Prins K, Neill J, Tyler J, Eckman P, et al. Effects of beta-blocker withdrawal in acute decompensated heart failure: a systematic review and meta-analysis. JACC Heart Fail, 2015; 3(8): 647-653.
Akamizu T, Satoh T, Isozaki O, Suzuki A, et al. Diagnostic criteria, clinical features, and incidence of thyroid storm based on nationwide surveys. Thyroid, 2012; 22(7): 661-679.
Rave K, Nosek L, Posner J, Heise T. Renal glucose excretion as a function of blood glucose concentration in subjects with with type 2 diabetes- results of a hyperglycaemic glucose camp study. Nephrol Dial Transplant, 2006; 21(8): 2166-2171.
tPA and Stroke WITH DR. ADEOYE
There has been and still is significant debate surrounding the utility of intravenous tPA for acute strokes. Looking at the timeline of major tPA trials is helpful in understanding the controversy. ECASS I was published in 1995 and was negative. NINDS was also published in 1995 and was positive. Shortly thereafter, tPA was FDA approved. ECASS II in 1998 was negative, as was ATLANTIS in 1999. Based on this, it is not unreasonable to conclude the tPA seems bad given the ratio of three negative studies versus one positive. It is important to look at the details of these studies, however. ECASS I used a larger dose of tPA and had a median time to treatment of 4 hours and 24 minutes. ECASS II ‘s median time to treatment was 5 hours, and ATLANTIS was 4 hours 36 minutes. On the other hand, in the NINDS trial, the median time to treatment was 1 hour and 30 minutes. This is the crucial difference.

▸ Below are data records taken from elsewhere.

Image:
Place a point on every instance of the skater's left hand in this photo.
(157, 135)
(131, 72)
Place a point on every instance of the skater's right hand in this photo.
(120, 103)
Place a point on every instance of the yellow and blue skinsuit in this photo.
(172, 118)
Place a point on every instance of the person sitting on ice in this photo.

One example of this important time to tPA difference is highlighted by studies conducted at Cleveland Clinic. In the first study of 70 patients who received tPA (no specific timing requirements), they found higher rates of intracranial hemorrhage (ICH) than reported in many of the trials (15%).1 When these authors looked at ICH rates three years later when patients could only receive tPA within three hours of symptoms onset, rates of ICH had decreased substantially and were very similar to what was reported in NINDS.2 The utility of tPA is very dependent on finding the right patient population because it definitely is not appropriate for everyone but may be beneficial for some, and as imaging and systems improve, so have the improvement in patient oriented outcomes.
Katzan I, Furlan A, Lloyd L, Frank J, et al. Use of tissue-type plasminogen activator for acute ischemic stroke- the Cleveland area experience. JAMA, 2000; 283(9): 1151-1158.
Katzan I, Hammer M, Furlan A, Hixson E, et al. Quality improvement and tissue-type plasminogen activator for acute ischemic stroke: a Cleveland update. Stroke, 2003; 34(3): 799-800.